13th September 2023

A beautiful wooden jigsaw of a tree sits on a mantlepiece. Picking it up, one discovers sellotape on the back, holding the sculpture together. Rosemary Lain-Priestley (“Unwrapping the Sacred. Seeing God in the everyday” (2009)) writes “It reminds me of how people mostly are. They are genuinely beautiful and on the face of it very together”.

Rosemary suggests that it can be helpful for us to admit our need for virtual sellotape! Perhaps we need support from others, a professional listening ear, activities that allow us to switch off for a bit, or time out from our usual environment for rest and reflection.

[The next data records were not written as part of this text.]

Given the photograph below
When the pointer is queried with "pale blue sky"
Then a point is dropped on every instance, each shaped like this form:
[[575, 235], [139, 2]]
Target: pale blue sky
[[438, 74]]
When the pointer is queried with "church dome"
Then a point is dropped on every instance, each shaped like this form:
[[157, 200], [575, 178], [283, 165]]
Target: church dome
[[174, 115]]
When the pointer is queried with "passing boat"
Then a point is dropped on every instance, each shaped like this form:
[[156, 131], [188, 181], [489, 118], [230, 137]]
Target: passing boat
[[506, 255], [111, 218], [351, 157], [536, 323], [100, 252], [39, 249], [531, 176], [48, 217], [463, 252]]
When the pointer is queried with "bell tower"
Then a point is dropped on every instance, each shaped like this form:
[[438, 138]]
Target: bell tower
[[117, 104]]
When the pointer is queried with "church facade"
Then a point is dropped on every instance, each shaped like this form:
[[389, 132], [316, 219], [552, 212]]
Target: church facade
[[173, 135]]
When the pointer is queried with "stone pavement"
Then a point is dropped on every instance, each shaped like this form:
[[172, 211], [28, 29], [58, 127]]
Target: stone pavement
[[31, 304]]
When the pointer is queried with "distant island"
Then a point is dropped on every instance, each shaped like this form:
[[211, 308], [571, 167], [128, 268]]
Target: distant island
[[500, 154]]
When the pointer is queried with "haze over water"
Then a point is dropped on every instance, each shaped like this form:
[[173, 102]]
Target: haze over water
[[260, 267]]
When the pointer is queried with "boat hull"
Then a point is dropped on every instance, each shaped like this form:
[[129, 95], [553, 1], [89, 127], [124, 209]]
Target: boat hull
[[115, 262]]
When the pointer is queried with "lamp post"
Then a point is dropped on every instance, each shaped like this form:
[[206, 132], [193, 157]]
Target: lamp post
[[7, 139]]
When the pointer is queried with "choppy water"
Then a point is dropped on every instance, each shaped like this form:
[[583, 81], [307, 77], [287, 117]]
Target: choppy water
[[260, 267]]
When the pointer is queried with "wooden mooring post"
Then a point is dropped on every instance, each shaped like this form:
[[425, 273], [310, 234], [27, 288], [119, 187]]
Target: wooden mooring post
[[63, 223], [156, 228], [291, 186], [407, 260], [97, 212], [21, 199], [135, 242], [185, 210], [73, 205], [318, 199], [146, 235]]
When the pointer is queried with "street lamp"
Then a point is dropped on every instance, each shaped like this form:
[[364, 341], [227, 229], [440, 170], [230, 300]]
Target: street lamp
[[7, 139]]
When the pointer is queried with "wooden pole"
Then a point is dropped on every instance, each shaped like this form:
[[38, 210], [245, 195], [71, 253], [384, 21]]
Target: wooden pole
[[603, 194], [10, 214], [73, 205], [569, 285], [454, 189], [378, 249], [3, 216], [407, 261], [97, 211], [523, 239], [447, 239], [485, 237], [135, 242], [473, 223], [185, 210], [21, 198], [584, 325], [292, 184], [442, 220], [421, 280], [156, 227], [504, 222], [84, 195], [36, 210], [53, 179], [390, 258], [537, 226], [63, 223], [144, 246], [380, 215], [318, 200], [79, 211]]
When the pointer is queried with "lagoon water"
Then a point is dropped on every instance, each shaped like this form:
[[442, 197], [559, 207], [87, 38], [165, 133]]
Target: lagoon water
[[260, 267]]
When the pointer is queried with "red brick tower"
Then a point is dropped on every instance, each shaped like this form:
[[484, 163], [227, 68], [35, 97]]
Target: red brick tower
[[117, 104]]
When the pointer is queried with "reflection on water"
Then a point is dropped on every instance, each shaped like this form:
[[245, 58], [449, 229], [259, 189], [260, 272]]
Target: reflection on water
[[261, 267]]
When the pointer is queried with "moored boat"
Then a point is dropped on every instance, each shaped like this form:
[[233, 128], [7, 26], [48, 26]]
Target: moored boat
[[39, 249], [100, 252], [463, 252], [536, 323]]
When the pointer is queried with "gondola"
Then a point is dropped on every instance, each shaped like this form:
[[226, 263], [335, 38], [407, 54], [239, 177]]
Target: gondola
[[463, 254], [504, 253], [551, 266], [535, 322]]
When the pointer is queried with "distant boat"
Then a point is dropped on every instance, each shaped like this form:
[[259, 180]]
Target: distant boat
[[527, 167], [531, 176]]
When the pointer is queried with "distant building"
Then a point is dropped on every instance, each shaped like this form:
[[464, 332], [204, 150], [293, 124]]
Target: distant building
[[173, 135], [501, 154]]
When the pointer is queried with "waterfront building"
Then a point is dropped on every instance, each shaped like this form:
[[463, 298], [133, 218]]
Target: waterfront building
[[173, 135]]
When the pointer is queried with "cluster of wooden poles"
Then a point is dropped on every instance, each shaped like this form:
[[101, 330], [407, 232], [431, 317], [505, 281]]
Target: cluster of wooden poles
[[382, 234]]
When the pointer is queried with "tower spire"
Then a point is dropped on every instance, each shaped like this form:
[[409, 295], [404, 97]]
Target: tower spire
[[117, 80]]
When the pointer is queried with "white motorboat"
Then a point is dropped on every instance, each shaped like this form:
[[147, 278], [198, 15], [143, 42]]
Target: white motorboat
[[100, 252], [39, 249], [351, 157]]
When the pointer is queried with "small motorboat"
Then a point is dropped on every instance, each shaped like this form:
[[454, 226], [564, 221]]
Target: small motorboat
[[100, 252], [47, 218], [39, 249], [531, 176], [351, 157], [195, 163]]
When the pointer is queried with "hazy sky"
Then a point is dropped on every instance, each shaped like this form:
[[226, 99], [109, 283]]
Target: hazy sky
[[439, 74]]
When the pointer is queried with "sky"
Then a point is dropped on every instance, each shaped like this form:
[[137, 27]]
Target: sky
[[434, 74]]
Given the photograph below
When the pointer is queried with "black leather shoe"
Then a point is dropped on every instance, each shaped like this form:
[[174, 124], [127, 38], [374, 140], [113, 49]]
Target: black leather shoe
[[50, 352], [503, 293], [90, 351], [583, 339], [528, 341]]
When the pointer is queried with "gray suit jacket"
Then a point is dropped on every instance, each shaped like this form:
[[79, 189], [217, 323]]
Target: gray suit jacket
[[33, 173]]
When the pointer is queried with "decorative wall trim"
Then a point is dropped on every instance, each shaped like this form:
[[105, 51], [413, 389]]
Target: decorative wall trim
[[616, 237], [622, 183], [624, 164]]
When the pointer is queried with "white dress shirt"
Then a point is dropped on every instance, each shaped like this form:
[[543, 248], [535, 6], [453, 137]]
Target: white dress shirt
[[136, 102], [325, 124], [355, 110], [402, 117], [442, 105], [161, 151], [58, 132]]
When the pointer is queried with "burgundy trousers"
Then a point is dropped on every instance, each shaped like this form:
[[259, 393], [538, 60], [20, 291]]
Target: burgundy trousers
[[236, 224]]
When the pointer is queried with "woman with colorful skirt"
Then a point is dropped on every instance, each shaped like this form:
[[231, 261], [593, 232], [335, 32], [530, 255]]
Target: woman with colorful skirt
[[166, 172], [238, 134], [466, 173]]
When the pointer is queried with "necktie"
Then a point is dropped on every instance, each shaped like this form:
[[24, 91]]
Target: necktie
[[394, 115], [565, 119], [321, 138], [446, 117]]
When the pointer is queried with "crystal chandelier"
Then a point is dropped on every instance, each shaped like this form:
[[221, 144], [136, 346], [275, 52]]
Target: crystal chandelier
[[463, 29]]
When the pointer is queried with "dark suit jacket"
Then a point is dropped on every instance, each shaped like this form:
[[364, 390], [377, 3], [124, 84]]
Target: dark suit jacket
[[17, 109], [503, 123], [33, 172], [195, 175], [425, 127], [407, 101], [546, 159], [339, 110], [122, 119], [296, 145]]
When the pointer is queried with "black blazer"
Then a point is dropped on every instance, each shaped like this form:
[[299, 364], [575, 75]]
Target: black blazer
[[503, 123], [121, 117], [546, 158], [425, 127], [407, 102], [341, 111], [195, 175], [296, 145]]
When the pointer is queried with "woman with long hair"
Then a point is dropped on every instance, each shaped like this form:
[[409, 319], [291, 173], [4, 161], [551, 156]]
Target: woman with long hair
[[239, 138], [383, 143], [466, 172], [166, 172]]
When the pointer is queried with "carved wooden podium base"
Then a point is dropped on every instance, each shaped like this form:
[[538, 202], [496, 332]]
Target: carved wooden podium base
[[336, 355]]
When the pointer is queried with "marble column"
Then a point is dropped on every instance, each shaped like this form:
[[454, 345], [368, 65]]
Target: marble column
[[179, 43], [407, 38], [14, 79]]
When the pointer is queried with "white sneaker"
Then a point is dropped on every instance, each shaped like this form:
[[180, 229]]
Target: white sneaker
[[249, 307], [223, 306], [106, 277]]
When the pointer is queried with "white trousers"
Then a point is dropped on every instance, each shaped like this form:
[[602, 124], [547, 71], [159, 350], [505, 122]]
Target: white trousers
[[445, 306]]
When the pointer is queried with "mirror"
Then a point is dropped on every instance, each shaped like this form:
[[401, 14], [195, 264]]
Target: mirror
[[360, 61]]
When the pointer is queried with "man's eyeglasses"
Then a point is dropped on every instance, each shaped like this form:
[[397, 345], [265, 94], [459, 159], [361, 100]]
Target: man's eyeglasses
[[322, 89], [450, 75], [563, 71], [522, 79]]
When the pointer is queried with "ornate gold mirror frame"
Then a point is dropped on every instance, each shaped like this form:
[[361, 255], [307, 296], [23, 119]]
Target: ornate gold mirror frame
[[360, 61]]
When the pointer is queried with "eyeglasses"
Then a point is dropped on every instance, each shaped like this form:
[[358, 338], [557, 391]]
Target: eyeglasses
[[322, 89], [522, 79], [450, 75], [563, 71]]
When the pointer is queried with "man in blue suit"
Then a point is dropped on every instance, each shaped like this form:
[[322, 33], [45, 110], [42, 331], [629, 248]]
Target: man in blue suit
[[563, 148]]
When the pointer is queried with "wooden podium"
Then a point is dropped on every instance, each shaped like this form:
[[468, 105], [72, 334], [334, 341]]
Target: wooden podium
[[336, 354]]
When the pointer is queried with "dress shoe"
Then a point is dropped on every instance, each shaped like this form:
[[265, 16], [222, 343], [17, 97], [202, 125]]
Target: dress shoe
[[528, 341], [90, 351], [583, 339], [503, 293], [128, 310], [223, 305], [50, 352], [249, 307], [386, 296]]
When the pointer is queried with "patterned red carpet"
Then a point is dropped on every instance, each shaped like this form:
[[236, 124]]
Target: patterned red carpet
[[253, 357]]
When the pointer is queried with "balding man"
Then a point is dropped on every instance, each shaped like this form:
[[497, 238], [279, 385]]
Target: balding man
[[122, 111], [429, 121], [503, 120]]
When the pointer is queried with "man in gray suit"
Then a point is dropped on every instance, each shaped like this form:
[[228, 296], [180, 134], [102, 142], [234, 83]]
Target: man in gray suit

As friendships deepen over time, we start dropping the “I’m OK” mask and own up to the “sellotape”, to let on about our frailties. This then makes it easier to be able to be there for each other.

Rosemary quotes these words: “But we have this treasure in clay jars, so that it may be made clear that this extraordinary power belongs to God and does not come from us. We are afflicted in every way but not crushed, perplexed but not driven to despair, persecuted but not forsaken, struck down but not destroyed, always carrying around in the body the death of Jesus, so that the life of Jesus may also be made visible in our bodies” (2 Corinthians 4:7-10).

She adds “God calls us… to offer all that we are… in mending the world. We are called to serve because we are willing to carry treasure in clay jars, and out of the vulnerability of that way of being to offer the treasure to others.”